Je ne pense pas l'ignorer.
Il arrivera d'abord que cet enfant me verra par ses yeux et selon lui; je ne serai en réalité que l'occasion du déploiement de sa pensée; il se créera un être ineffable et indicible à mon sujet, et ce fantôme paré de toutes les notions vives qui lui sont propres, de la beauté absolue, sera le médiateur qu'il prendra pour moi. Ce qu'il aimera ce ne sera point moi, telle que je suis, mais cette personne de sa pensée que je lui paraîtrai. Sans doute, il m'accordera mille qualités et mille charmes étrangers dont je serais peu satisfaite si je les avais; de sorte que, en croyant me posséder, il ne me touchera même pas réellement.
Ainsi est la loi des êtres dont le regard mental ne dépasse pas la sphère des possibilités, des formes et des espérances; ils ne peuvent sortir d'eux-mêmes dans leurs amours mystérieux.
Effacer ce rapport de manière à ce que nous puissions nous joindre tels que nous sommes, dans l'Esprit, voilà quelle est la solution de la première face du problème.
Pour cela, je dois devenir réellement sa vision; il aimera mon reflet; il faudra que j'anime ce reflet en m'y réalisant impersonnellement, en brisant les barreaux de sa prison, en remplissant de nouveau son sablier avec le mien. Je dois être morte pour lui d'abord, et me survivre selon lui.

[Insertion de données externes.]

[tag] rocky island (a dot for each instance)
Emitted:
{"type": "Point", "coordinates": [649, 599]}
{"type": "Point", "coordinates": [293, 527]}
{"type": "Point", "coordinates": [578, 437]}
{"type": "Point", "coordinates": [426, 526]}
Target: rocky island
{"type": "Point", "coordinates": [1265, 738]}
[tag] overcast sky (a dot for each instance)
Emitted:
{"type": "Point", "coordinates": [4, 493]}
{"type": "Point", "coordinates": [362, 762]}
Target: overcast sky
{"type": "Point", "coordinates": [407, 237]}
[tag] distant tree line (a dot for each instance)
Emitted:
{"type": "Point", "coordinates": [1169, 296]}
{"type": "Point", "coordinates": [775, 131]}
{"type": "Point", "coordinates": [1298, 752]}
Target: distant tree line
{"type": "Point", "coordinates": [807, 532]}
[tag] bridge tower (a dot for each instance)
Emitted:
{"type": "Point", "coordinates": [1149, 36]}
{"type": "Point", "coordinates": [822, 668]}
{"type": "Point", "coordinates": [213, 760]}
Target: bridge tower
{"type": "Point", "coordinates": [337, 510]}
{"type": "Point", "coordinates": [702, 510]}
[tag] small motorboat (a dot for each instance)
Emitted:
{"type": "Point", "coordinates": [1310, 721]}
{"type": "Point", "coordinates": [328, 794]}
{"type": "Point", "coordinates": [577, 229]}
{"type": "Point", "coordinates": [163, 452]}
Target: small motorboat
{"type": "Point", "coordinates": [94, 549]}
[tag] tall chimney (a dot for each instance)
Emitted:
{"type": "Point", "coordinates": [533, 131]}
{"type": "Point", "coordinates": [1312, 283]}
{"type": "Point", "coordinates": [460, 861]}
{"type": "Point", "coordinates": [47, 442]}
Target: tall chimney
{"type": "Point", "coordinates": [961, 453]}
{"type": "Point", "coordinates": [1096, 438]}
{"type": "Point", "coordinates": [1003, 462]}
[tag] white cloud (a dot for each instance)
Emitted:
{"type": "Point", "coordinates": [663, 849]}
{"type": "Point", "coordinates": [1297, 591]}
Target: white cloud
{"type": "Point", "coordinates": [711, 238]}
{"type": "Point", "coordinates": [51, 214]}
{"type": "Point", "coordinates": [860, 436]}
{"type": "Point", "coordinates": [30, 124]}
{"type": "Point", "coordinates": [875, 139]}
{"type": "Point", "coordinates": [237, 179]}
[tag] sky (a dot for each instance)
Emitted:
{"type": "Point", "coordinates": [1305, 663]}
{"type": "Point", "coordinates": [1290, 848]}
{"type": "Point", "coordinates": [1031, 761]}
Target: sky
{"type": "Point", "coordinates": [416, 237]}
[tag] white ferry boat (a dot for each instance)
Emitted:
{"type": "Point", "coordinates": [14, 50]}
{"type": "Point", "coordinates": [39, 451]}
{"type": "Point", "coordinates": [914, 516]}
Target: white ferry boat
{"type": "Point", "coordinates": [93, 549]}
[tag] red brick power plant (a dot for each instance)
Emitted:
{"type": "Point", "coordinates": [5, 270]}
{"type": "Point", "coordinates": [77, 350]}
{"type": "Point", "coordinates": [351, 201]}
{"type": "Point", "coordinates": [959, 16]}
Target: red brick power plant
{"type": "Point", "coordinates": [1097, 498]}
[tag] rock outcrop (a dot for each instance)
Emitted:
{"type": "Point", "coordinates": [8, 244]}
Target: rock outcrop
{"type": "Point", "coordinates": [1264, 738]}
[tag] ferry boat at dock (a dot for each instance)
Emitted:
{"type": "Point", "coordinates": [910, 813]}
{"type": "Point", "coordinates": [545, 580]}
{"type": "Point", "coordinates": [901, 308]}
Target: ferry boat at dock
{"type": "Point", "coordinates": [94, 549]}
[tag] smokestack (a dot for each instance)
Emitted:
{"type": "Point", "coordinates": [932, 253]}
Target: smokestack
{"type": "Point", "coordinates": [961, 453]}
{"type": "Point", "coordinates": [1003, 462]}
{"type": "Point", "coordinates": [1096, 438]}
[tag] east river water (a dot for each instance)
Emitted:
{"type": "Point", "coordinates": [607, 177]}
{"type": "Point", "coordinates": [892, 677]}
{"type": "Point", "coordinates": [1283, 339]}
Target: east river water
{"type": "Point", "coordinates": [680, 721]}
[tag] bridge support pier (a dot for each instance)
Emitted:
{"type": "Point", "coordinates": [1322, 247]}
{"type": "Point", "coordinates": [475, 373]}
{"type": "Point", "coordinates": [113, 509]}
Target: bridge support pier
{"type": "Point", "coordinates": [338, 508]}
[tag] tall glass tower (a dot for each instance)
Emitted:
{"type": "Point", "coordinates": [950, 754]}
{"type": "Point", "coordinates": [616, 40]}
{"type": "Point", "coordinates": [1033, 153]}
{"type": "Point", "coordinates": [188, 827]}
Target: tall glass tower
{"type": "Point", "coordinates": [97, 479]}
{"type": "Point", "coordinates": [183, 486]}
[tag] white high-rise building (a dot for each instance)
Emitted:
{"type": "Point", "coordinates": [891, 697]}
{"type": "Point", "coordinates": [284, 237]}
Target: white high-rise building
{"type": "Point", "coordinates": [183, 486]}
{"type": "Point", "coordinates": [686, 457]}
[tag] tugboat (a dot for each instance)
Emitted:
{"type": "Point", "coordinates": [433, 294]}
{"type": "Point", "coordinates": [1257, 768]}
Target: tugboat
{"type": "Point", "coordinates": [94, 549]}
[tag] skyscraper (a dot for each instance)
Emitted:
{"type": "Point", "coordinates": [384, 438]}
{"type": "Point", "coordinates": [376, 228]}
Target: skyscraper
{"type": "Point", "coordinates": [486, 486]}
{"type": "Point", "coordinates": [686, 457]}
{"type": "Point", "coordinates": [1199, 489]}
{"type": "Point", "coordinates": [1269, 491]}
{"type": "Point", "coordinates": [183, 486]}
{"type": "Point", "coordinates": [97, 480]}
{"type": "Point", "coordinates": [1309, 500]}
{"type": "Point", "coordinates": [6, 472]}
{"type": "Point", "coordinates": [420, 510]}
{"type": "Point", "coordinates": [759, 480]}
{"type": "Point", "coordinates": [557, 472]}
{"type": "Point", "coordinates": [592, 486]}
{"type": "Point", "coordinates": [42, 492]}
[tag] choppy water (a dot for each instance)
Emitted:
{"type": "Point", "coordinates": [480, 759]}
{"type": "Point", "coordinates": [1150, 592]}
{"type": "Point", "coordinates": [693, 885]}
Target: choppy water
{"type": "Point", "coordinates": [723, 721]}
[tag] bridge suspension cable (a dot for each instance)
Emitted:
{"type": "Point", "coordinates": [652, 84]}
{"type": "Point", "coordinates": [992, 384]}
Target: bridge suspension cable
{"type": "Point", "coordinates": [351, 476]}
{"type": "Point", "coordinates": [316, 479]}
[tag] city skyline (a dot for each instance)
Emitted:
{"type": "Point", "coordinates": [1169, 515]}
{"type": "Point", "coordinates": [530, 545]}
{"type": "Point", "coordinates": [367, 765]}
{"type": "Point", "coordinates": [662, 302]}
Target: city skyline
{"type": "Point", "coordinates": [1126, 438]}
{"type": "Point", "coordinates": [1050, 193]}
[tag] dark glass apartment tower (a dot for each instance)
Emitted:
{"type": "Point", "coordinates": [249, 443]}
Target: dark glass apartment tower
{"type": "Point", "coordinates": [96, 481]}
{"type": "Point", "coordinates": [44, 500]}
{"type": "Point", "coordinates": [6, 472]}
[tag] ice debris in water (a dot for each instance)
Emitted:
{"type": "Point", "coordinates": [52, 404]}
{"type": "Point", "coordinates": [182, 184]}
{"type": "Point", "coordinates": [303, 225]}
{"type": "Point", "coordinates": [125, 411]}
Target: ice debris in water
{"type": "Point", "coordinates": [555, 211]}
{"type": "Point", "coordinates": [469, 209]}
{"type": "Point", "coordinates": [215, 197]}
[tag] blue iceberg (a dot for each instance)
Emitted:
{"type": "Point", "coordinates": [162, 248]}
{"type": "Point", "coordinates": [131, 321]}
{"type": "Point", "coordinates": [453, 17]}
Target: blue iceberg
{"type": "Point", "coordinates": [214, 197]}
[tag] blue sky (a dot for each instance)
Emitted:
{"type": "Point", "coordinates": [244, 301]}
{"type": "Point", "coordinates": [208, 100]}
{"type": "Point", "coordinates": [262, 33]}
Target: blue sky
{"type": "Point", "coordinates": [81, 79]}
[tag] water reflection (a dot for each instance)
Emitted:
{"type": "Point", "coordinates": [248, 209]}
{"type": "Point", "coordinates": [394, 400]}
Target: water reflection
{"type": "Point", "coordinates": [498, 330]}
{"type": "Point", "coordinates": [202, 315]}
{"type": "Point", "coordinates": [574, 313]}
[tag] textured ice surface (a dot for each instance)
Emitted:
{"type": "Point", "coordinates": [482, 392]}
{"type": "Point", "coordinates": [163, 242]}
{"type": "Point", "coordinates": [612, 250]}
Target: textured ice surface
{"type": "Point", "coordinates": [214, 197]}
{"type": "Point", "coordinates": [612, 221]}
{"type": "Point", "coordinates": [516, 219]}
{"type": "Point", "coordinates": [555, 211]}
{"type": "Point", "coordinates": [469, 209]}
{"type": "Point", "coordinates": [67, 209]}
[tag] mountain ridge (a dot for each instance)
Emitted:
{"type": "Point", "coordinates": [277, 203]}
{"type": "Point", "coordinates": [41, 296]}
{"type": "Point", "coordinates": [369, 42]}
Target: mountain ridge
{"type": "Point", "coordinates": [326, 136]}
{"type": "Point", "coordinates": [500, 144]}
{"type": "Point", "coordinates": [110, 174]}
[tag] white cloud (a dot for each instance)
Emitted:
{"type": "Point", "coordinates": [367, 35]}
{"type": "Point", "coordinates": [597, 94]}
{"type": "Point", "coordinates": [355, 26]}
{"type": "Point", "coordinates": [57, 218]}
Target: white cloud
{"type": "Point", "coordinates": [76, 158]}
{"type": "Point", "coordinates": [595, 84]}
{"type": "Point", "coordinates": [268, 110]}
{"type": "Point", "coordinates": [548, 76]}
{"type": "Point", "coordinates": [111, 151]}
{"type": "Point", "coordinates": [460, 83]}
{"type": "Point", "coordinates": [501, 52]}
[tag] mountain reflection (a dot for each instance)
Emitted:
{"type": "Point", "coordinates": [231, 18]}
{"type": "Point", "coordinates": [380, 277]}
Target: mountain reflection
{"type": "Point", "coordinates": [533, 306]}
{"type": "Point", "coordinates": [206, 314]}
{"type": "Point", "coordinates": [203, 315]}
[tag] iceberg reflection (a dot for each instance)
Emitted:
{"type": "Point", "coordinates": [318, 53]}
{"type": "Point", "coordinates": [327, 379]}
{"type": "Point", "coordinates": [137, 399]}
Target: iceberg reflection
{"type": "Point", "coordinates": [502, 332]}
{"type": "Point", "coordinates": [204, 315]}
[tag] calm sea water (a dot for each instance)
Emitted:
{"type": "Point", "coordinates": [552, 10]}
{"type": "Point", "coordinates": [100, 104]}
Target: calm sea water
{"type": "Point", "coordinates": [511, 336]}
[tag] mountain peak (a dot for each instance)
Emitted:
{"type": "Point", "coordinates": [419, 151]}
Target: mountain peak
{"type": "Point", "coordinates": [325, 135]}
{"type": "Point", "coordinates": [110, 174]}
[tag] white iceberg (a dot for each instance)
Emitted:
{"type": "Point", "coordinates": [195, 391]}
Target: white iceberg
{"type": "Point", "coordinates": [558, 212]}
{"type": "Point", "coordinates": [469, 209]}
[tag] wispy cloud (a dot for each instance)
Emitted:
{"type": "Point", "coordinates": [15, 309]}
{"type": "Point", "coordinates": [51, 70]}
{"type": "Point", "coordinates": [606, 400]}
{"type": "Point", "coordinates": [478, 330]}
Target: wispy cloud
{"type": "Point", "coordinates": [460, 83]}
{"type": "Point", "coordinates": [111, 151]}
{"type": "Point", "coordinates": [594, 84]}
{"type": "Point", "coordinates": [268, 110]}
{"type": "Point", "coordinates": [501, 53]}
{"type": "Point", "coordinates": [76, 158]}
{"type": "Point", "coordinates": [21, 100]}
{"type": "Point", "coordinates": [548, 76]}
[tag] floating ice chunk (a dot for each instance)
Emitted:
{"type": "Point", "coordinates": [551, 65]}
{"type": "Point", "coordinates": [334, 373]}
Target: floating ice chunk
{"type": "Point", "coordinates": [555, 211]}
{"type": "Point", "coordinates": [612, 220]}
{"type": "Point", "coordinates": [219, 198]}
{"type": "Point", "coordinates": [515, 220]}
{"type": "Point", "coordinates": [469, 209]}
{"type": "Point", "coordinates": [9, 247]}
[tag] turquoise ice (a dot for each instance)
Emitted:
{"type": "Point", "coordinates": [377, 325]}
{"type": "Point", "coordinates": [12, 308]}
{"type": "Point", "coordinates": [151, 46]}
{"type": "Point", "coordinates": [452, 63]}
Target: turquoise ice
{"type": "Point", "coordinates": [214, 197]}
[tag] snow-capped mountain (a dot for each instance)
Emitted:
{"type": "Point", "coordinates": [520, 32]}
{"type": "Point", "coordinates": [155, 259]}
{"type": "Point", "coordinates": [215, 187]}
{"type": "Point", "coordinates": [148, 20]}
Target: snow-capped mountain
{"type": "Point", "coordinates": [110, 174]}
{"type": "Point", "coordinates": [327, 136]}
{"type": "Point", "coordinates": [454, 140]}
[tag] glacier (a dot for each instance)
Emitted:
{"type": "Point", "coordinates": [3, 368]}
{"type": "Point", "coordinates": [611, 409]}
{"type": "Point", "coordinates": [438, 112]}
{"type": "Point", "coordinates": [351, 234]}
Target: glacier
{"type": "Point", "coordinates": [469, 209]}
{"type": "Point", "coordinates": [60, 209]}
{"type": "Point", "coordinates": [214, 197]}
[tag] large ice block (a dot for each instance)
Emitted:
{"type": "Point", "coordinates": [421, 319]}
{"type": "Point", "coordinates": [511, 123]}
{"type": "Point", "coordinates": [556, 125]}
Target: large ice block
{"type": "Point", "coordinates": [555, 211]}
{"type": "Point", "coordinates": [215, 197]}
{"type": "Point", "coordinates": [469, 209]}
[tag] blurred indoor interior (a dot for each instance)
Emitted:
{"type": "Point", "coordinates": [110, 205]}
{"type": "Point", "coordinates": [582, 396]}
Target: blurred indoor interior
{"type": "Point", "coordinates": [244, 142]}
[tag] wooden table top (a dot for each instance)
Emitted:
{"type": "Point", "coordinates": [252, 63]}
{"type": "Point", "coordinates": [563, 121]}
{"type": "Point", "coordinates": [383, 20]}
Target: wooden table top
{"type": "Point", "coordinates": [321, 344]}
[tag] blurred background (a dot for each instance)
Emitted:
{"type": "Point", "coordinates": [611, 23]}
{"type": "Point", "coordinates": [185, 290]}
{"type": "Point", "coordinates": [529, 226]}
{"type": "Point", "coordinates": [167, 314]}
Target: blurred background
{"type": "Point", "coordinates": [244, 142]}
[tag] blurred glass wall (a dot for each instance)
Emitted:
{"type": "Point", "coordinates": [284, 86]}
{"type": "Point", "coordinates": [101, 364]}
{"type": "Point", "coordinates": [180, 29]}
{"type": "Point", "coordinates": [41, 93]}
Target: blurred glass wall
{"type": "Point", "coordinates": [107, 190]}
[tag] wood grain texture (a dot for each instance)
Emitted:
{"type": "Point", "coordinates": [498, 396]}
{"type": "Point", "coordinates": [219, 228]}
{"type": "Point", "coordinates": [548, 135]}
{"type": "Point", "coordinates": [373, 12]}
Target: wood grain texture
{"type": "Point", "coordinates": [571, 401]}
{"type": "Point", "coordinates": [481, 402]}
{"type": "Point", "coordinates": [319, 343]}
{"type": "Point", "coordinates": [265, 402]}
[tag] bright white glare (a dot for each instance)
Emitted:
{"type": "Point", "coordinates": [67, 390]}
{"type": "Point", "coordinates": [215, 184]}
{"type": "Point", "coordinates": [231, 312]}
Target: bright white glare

Si j'essayais de lui dévoiler la vérité, je passerais parallèlement à côté de lui à jamais, parce que cette vérité, modifiée à l'instant par son esprit, ne serait plus ce qu'elle doit être. Il ne la comprendrait que selon tel cercle, et alors il aurait raison de ne pas l'aimer. Elle l'attristerait, parce qu'elle ne lui paraîtrait pas en rapport avec la vision qu'il conçoit, avec l'idéal qu'il nomme de mon nom! Il faut donc que je veille pour déformer, par des transitions obscures, cette vision jusqu'à la réalité. Il faut que son idéal soit agrandi par un ensemble de réflexions nouvelles pour se trouver au point de vue où je suis. Alors il lui sera donné de voir celle qui l'attire.
Si j'avais eu du temps à perdre, j'eusse presque regretté de ne pouvoir aimer.
N'est-ce rien, d'ailleurs, que de préserver le plus longtemps possible cette belle vie, toute jeune, des ennuis amoindrissants? N'est-ce rien que de considérer la plus noble chose de ce monde s'émouvoir, admirer, s'étonner, rêver, palpiter, pour une image, pour un enchantement, pour une chose qui brille et qui ravit ceux qui ne voient pas encore? C'est dit. Je m'efforcerai de vivre un instant.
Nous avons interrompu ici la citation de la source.